Mystery Train also occasionally comments on the race relations in Memphis and gets at some oft-discussed issues surrounding the way Elvis benefited from being able to take Black music and mold it into something palatable for white audiences. The most overt acknowledgment of this aspect of Elvis’s legacy happens when Joe Strummer’s Johnny asks why there are Elvis `paintings in each hotel room when they’re in a mostly Black part of town in a hotel where all the employees are Black, to which his friend Will (Rick Aviles) responds that it’s because white people own the hotel.

Mystery Train also sees a nice tribute in the form of casting two musicians who were contemporaries of Elvis with just as much charisma but were constrained by the racial limitations of their times — Rufus Thomas and Screamin’ Jay Hawkins.

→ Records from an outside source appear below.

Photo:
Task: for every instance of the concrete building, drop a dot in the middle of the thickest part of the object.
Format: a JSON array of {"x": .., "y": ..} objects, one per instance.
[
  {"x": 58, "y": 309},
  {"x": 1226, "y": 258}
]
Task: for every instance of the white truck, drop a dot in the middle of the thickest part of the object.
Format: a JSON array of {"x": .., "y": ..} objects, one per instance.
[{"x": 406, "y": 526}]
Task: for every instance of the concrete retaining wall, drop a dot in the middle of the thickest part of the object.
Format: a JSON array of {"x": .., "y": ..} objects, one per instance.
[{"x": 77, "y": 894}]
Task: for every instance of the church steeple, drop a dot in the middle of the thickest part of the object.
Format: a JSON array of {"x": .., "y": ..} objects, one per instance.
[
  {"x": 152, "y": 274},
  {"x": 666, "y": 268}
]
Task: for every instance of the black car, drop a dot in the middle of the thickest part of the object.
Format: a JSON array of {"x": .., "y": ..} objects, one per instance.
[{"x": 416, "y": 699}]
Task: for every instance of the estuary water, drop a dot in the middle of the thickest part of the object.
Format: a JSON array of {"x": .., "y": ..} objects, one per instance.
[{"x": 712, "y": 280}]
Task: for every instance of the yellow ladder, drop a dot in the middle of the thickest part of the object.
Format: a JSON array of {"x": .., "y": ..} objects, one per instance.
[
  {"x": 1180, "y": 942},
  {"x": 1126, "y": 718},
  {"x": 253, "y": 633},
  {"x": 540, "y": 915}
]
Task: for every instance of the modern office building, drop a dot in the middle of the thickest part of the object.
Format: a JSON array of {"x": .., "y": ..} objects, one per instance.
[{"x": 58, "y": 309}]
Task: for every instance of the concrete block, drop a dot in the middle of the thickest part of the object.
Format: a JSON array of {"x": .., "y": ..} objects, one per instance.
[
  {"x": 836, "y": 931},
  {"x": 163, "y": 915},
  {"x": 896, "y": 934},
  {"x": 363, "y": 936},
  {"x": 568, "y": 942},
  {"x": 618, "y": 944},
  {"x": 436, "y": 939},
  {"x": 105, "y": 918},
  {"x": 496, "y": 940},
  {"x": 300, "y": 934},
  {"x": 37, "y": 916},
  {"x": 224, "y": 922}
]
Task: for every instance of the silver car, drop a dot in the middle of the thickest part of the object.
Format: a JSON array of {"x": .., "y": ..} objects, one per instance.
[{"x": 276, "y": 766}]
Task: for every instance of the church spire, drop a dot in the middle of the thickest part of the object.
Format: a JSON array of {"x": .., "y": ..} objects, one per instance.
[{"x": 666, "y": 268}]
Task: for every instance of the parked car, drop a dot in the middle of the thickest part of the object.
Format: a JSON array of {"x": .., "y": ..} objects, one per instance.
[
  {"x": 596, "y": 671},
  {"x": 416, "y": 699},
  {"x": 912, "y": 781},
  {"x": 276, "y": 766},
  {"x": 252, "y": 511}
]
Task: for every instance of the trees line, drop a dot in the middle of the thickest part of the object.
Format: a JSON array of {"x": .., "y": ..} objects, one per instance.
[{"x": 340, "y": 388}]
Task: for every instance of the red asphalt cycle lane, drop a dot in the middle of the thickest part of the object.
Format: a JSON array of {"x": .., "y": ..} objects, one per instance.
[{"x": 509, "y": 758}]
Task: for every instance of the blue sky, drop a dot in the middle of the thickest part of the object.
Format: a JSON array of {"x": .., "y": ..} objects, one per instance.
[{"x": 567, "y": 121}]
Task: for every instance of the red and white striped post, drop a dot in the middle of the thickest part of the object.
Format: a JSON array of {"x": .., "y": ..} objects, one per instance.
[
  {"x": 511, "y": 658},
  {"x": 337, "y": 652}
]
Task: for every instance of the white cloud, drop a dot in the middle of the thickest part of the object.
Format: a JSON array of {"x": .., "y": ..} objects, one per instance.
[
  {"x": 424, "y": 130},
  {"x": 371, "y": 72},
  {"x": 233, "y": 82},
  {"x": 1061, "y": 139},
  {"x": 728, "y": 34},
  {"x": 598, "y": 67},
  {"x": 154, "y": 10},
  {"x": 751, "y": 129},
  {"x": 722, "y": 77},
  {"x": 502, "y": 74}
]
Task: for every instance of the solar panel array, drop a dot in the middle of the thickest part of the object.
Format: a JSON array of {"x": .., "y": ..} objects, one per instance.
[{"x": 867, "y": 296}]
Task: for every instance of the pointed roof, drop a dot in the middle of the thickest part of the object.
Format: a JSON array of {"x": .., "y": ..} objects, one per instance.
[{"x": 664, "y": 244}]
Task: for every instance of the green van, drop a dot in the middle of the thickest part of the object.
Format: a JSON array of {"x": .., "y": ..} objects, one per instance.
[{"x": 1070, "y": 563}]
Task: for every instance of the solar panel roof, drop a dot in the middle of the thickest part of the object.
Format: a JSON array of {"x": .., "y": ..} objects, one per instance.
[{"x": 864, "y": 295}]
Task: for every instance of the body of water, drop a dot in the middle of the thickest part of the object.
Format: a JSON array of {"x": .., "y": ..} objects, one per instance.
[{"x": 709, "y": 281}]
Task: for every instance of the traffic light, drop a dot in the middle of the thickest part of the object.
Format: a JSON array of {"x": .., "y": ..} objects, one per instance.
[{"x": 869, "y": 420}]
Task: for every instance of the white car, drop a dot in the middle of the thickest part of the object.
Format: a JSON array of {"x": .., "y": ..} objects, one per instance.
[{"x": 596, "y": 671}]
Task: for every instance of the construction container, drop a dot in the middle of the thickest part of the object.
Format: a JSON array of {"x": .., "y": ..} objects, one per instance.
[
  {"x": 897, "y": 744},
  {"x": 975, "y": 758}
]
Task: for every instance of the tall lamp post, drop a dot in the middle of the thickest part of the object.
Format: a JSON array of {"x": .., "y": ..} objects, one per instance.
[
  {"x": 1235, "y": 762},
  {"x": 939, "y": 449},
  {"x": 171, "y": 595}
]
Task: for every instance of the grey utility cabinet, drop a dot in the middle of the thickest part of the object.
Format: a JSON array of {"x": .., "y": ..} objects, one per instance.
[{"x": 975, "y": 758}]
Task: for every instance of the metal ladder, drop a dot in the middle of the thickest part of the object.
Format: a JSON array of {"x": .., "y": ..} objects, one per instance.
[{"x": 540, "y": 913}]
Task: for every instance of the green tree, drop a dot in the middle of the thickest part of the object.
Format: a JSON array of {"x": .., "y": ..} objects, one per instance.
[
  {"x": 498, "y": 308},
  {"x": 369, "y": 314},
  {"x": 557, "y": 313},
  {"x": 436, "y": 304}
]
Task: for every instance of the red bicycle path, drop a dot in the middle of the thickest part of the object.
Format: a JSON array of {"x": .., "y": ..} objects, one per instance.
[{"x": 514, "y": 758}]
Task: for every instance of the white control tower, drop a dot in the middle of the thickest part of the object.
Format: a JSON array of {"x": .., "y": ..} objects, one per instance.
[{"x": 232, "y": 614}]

Though, in a way, they get the last laugh, since it’s probably safe to say that by appearing in Mystery Train they got to be in a better movie than any of the ones Elvis made during his misguided acting career. You also get a nice tribute to the R&B and blues musicians that Elvis aped from in the fact that the film closes with the original version of “Mystery Train," written and recorded by bluesman Junior Parker.

As much as Mystery Train tries to poke holes in the man, the myth, the legend that is Elvis, he is still inescapable as a figure in Memphis and every corner of the world outside it. He’s a figure that exists both in the micro (in scrapbooks and conversations between fans) and in the macro (in decadent Hollywood biopics and armies of Las Vegas impersonators). While Mystery Train and its various ruminations on The King lie somewhere more in the former, it still gets at the larger impact that a figure like Elvis has on so many people and how all those different relationships with the man can converge, even when it’s just a few people trying to get through one lousy night in a dingy hotel in Memphis.